Ok, managed to read the full article..

... New Zealand’s has only 14 and the professional season is all over within four months. In France, club governance is the responsibility of an independent organisation [the Ligue Nationale de Rugby or LNR] which is entirely separate from the host union [the Fédération Française de Rugby or FFR]. Down south New Zealand Rugby runs the provincial and the national game.

That is the National Provincial Championship, a competition of 14 representative union based teams run through the SH international window and only semi professional (paid only during it's running). It is run by NZR and goes for two and a half months.


Super Rugby is a competition involving 12 fully professional teams, of which 5 are of New Zealand eligibility, and another joint administered team of Pacific Island eligibility, with NZR involvement. It was a 18 week competition this year, so involved (randomly chosen I believe) extra return fixtures (2 or 3 home and away derbys), and is run by Super Rugby Pacific's own independent Board (or organisation). The teams may or may not be independently run and owned (note, this does not necessarily mean what you think of as 'privately owned').


LNR was setup by FFR and the French Government to administer the professional game in France. In New Zealand, the Players Association and Super Rugby franchises agreed last month to not setup their own governance structure for professional rugby and re-aligned themselves with New Zealand Rugby. They had been proposing to do something like the English model, I'm not sure how closely that would have been aligned to the French system but it did not sound like it would have French union executive representation on it like the LNR does.

In the shaky isles the professional pyramid tapers to a point with the almighty All Blacks. In France the feeling for country is no more important than the sense of fierce local identity spawned at myriad clubs concentrated in the southwest. Progress is achieved by a nonchalant shrug and the wide sweep of nuanced negotiation, rather than driven from the top by a single intense focus.

Yes, it is pretty much a 'representative' selection system at every level, but these union's are having to fight for their existence against the regime that is NZR, and are currently going through their own battle, just as France has recently as I understand it. A single focus, ala the French game, might not be the best outcome for rugby as a whole.


For pure theatre, it is a wonderful article so far. I prefer 'Ntamack New Zealand 2022' though.
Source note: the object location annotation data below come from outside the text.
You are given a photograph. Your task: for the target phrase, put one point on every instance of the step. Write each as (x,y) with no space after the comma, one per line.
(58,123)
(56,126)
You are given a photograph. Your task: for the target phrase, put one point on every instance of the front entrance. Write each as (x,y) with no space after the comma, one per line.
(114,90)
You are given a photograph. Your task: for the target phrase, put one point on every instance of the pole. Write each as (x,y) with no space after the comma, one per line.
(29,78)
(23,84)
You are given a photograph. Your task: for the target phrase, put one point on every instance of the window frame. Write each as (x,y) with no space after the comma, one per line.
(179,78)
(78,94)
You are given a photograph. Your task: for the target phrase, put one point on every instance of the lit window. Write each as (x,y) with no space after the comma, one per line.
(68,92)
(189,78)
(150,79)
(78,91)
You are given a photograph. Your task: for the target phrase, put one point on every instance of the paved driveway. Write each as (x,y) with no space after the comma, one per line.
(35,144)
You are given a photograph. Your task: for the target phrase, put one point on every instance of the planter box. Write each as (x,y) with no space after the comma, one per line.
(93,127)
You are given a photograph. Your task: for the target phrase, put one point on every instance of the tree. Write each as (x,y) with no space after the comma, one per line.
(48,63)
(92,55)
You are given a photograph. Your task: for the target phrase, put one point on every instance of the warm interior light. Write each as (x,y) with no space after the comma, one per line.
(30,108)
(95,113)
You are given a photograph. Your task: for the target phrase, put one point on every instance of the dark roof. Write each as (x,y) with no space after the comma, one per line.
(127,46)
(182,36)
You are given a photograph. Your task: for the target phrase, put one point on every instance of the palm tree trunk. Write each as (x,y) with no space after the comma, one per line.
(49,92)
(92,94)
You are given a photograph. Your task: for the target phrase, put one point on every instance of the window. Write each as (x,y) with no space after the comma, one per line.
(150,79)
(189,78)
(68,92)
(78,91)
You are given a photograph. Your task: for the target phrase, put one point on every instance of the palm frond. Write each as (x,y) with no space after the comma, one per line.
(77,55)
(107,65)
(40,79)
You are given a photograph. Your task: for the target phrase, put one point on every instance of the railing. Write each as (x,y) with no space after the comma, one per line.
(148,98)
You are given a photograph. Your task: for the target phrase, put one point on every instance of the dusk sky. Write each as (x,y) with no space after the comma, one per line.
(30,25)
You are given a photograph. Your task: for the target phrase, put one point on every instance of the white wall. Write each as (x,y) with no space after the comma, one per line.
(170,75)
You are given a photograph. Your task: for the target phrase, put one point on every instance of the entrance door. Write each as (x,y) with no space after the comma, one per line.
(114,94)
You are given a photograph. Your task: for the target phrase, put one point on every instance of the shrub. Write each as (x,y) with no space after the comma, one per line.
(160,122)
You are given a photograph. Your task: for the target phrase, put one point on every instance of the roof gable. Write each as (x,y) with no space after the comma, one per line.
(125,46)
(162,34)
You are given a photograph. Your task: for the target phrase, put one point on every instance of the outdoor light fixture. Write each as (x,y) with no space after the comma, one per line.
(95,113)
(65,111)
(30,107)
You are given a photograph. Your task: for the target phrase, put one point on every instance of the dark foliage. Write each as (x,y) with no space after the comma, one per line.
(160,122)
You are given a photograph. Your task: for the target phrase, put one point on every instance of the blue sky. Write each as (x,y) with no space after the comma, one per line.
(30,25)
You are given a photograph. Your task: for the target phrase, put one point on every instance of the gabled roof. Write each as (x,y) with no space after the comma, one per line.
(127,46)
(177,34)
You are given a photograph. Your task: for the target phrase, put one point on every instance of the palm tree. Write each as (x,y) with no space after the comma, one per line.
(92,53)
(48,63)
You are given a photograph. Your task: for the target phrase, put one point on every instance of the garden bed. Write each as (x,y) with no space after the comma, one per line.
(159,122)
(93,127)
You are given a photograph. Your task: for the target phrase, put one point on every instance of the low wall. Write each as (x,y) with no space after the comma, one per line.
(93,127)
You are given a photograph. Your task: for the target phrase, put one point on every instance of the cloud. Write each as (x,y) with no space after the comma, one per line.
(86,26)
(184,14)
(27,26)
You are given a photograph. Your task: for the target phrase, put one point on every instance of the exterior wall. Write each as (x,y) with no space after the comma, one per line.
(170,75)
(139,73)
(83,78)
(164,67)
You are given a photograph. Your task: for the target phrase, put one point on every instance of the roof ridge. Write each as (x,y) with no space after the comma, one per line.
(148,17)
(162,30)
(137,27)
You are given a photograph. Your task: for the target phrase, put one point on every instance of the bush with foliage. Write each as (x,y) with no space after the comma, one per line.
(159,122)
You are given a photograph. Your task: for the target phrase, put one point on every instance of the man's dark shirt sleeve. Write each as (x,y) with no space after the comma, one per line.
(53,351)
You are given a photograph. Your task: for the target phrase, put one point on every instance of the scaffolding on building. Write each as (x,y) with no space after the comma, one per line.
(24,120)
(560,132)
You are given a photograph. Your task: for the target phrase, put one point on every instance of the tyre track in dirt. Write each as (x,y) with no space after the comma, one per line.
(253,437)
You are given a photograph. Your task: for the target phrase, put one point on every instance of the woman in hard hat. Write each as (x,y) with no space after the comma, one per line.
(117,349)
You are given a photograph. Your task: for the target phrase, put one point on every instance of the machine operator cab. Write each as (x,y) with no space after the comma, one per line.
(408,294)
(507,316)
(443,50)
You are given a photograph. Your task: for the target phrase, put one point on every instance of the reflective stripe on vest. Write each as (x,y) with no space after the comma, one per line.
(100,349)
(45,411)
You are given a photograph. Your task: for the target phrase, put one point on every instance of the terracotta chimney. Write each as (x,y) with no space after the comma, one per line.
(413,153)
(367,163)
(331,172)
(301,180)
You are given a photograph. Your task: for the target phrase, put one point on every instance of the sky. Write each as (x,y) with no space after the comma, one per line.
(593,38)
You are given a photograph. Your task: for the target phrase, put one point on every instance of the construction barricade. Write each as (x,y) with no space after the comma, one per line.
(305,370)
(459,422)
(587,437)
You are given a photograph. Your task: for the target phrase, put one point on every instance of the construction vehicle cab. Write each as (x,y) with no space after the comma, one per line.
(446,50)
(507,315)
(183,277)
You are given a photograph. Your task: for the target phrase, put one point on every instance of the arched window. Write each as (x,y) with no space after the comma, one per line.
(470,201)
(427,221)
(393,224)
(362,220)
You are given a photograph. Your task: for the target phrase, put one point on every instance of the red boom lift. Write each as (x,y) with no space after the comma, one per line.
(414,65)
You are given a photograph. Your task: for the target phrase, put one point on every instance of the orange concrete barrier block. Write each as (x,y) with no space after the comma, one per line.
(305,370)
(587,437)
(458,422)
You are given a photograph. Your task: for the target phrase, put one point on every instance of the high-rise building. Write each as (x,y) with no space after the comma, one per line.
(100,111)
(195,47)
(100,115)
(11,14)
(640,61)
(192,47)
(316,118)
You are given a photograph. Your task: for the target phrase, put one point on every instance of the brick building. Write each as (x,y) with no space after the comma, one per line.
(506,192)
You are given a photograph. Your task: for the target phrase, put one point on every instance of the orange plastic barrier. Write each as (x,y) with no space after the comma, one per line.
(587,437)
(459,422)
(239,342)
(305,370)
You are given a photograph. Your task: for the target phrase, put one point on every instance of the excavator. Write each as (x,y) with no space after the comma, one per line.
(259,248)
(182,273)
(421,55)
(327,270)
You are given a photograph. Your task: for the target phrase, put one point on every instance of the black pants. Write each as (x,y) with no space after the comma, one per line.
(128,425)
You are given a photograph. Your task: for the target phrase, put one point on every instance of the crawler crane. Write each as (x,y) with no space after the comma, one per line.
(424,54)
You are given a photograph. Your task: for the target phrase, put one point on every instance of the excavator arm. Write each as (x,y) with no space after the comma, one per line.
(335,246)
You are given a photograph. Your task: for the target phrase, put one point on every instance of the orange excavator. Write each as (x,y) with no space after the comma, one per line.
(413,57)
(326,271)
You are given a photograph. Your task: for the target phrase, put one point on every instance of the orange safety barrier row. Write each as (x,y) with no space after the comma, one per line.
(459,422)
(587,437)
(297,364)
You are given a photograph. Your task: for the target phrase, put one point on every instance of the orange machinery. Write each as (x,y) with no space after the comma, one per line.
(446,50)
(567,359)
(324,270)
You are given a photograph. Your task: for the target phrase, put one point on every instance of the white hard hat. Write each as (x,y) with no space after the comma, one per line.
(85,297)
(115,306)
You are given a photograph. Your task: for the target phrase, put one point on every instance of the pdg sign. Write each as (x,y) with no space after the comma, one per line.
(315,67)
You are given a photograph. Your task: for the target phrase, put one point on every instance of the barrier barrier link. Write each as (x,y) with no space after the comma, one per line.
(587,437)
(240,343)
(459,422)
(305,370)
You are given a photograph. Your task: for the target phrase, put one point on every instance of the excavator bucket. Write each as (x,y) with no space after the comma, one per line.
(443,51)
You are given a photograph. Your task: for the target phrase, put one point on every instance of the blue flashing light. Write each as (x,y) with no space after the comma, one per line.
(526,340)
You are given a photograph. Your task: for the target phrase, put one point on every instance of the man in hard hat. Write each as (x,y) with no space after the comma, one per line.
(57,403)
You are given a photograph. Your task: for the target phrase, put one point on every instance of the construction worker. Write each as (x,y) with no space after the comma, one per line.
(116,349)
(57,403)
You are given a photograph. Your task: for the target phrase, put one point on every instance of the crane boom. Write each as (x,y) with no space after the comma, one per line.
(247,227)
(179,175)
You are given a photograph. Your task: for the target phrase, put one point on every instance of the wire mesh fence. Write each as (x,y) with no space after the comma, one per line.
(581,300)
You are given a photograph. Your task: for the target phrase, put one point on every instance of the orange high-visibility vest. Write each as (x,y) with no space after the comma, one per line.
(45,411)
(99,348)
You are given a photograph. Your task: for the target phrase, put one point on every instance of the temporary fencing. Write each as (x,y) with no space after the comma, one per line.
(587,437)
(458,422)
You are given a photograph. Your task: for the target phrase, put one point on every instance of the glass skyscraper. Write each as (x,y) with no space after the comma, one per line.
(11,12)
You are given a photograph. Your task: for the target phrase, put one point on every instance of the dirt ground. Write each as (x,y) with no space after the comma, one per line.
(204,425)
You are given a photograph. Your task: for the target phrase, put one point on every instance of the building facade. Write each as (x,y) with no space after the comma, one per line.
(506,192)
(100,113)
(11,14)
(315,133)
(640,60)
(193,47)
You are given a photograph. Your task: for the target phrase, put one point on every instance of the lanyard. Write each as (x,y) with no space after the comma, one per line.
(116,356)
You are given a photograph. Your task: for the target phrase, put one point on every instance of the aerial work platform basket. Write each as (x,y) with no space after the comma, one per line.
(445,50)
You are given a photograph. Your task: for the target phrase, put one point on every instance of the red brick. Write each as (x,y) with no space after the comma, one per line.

The young Crusader still struggles to solve the puzzle posed by the shorter, more compact tight-heads at this level but he had no problem at all with Colombe.

It was interesting to listen to Manny during an interview on Maul or Nothing, he citied that after a bit of banter with the All Black's he no longer wanted one of their jersey's after the game. One of those talks was an eye to eye chat with Tamaiti Williams, there appear to be nothing between the lock and prop, just a lot of give and take. I thought TW angled in and caused Taylor to pop a few times, and that NZ were lucky to be rewarded.

f you have a forward of 6ft 8ins and 145kg, and he is not at all disturbed by a dysfunctional set-piece, you are in business.

He talked about the clarity of the leadership that helped alleviate any need for anxiety at the predicaments unfolding before him. The same cannot be said for New Zealand when they had 5 minutes left to retrieve a match winning penalty, I don't believe. Did the team in black have much of a plan at any point in the game? I don't really call an autonomous 10 vehicle they had as innovative. I think Razor needs to go back to the dealer and get a new game driver on that one.

Vaa’i is no match for his power on the ground. Even in reverse, Meafou is like a tractor motoring backwards in low gear, trampling all in its path.

Vaa'i actually stops him in his tracks. He gets what could have been a dubious 'tackle' on him?

A high-level offence will often try to identify and exploit big forwards who can be slower to reload, and therefore vulnerable to two quick plays run at them consecutively.

Yes he was just standing on his haunches wasn't he? He mentioned that in the interview, saying that not only did you just get up and back into the line to find the opposition was already set and running at you they also hit harder than anything he'd experienced in the Top 14. He was referring to New Zealands ultra-physical, burst-based Super style of course, which he was more than a bit surprised about. I don't blame him for being caught out.


He still sent the obstruction back to the repair yard though!

What wouldn’t the New Zealand rugby public give to see the likes of Mauvaka and Meafou up front..

Common now Nick, don't go there! Meafou showed his Toulouse shirt and promptly got his citizenship, New Zealand can't have him, surely?!?


As I have said before with these subjects, really enjoy your enthusiasm for their contribution on the field and I'd love to see more of their shapes running out for Vern Cotter and the like styled teams.